Hey guys,I have a 67 gto with a ws coded 360 hp motor, according to my billing history my engine unit number is WS5434. I have never seen one begin with letters, usually they are 6 numbers. The first 3 digits of the engine unit number are rusty & not visable, the 434 is visabe & the WS code below it. Any feedback so i can restamp the first 3 digits? The car was built in Fremont Ca. In may of 67. Thanks


----------



## Pinion head (Jan 3, 2015)

Am assuming PHS states your GTO was shipped originally to a dealer outside of the state of California...
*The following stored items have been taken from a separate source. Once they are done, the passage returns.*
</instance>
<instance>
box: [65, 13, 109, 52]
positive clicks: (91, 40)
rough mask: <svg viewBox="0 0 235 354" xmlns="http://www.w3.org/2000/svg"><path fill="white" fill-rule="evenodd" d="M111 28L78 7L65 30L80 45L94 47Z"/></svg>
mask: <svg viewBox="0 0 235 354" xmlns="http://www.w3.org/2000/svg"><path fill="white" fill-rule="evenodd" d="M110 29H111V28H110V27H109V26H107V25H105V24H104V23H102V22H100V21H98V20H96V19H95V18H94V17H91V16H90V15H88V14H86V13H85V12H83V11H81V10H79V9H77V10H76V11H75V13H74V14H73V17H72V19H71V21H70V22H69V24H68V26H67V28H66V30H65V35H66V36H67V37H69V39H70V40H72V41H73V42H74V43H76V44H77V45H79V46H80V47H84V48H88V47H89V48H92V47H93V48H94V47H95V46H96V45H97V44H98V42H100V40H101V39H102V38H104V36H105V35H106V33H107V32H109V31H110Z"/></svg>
On the first few digits of the assembly number, the only way a '67 restorer could nail down what range of numbers would be "correct" (but not original born with) is to spend a ton of time surveying other known original WS built '67 GTO's out of the Fremont plant built around the same time of model year. One could also look at other original WS engines, thats blocks were cast very close to the date of your '67 WS block. Personally, I'd leave the number on the block alone, stamping or Pontiac blocks usually just stirs up a hornets nest.


----------



## ChiefGoatboy (Jan 28, 2016)

Yes it was shipped to a dealer in Salt Lake City Utah. I agree with you on restamping & the hornets nest. I will take your advise & leave it alone, I guess I was just looking for that near perfect resto. Thank you Pinion head, I appreciate the feed back. I must say I'm still curious to why my Phs billing sheet would say my 6 digit engine unit # would start with 2 letters, but leaving it be. Thank you!


----------



## Pinion head (Jan 3, 2015)

The two letter code and the last 4 digits of the assemby number seem to be fairly standard on the '67 billing cards. Will have to look at old PHS copies I have for '67 GTO's . a good friend and I zeroxed off all we had on '67's a few winters ago.


----------



## ChiefGoatboy (Jan 28, 2016)

Thanks again, I really appreciate the feedback.


----------



## 1badcat (Mar 7, 2016)

Recently joined the forum and noticed the post from a month ago about unit #'s, and I have the billing history on 2 '67s. One is for a WS H/O conv., invoice date 4-28-67, engine #530076 . The other one is for an XS Ram Air hardtop with a 12-2-66 invoice date, and an engine unit # of 221002. I don't know if any of this will help you out. Conv. built in Baltimore, hardtop built in Pontiac. I also have a '67 WS block and a YS block- and I believe 2 '67 400 Catalina blocks- can't remember (comes with old age!) for sure how many Cat. blocks without looking.I can check the date code and unit #'s if it would help you out.


----------



## ChiefGoatboy (Jan 28, 2016)

Thank you 1badcat, I would really appreciate if you could get me those dates & engine unit numbers.


----------



## 1967GTO_AL (Apr 30, 2015)

I've owned several '67 GTO's including a WS convertible and a XS hardtop currently in my garage. The billing history that PHS sends is a great source of information about your car, that's a given. I have seen the engine unit numbers typed in differently on many of the '67 build sheets. Some have just all 6 digits typed in the EUN area while others have the two letter code and the last 4 of the 6. I'm guessing there wasn't enough room to have typed the two letter code and the full 6 digits. Considering your billing history shows WS5434 and the 434 is visible on your WS block, then I'd be confident enough to say that your block is original to your car.


----------